In the open data community, we need tools for doing distributed revision/version control for data like the one’s that already exist for code.
(Don’t know what I mean by revision control or distributed revision control? Read this)
Distributed revision control systems for code, like mercurial and git, have had a massive impact on software development, and especially so in the F/OSS community — the distributed methodology works particularly well with open material.
- Incremental development: “patches”, changelogs etc
- Provenance tracking: showing who did what, when is built in to a revisioning system
- Broader participation: you don’t have to worry (as much) about who you let in because changes can be reverted. It’s also easier to get involved because you can have your own independent copy to play around with (Distributed).
- Easier collaboration: updates don’t mean making a full copy (and applying updates is automatic), you can see who is making changes, when etc etc
- Peer-2-peer model: different contributors can work simultaneously and independently (Distributed). Extra “features” can added independently of mainline development with re-integration later (Distributed).
Because this is all a bit abstract it is worth giving a concrete example of why “distributed” revision control could be so useful.
Imagine wikis on two related topics, say water sanitation technology and building construction technology for the developing world (alternatively just think of the first wiki and wikipedia). It is likely there are some significant overlaps in the wiki pages but also many pages that don’t overlap. At the moment, for these projects to reuse information their only option is:
- Copy the article from one wiki into the other
- (OR) Standardize on one wiki as the authoratative wiki for common content
These both have serious problems. For (1), the page goes out of date rapidly and you’ve forked the resource reducing the value of effort on each. For (2), for the wiki that does not have the content, people have to go off from one wiki to edit in another (disruptive experience), the material is not embedded within its relevant context and it is harder to adapt the material for each specific site. Furtheremore, and in part because of these issues, (2) is socially hard as it likely involves one wiki/community coming to dominate the other (whoever owns the “common” content).
However, in a world where things are distributed there a completely different option: each wiki could have its own copy but be able to push and pull changes from the other wiki with changes being merged. This allows for collaborative activity to continue but in a relatively independent way and solves the big social issue of who’s in charge (no-one is!).
The key take away from this is that a piece of technology (distributed version control) alters the social processes of collaboration thereby radically reducing the barriers to effective collaboration. And remember, social stuff is both a) hard and b) important.
Implementation (or why this is not trivial)
Two key features are involved, neither of which are much in evidence in the (open) data at present:
- Data versioning/revisioning — the creation of “changesets”
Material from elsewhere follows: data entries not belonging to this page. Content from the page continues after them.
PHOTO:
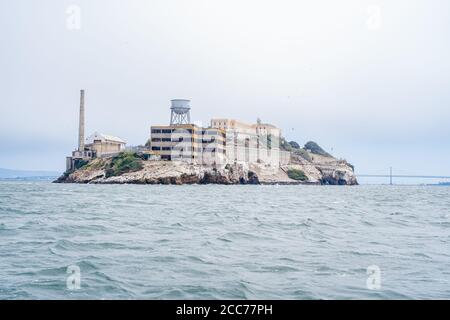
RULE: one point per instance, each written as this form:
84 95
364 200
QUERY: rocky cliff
305 168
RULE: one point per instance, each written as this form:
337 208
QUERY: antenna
180 112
- Transmission and management of associated changesets between multiple peer nodes.
It is the P2P nature of this model (as opposed to classic server-client approach) that leads to it being termed: “Distributed Revision Control”. Given the existence of distributed revision control for code one might hope that we could just reuse those technologies for data. Unfortunately it is not that simple:
- The key aspect to developing a revision control (distributed or not) is to work out the diff and changeset format. This has not been done for data.
- Diffing and revision control for code works because code can be considered as (structured) text where a line-based-approach (or, occasionally character-based-approach) to code makes sense. For data it usually doesn’t make sense:
- Consider a hacky way to version a relational database using traditional text revisioning tools:
- dump the database to sql
2 . revision the dump that using standard code tools.
Tthe impact of renaming a column or table in this scenario is that hundreds or maybe thousands of line in the dump would change (depending on how inserts were set up). Furthermore the diff format for the sql dump provides no easy way to apply changes to the live database — in essence, the diff has given you nothing over just taking snapshots. What is required here is some way to describe changes to a relational database in its terms (there are plenty btw this is just illustrating that simple text diffs don’t work well …)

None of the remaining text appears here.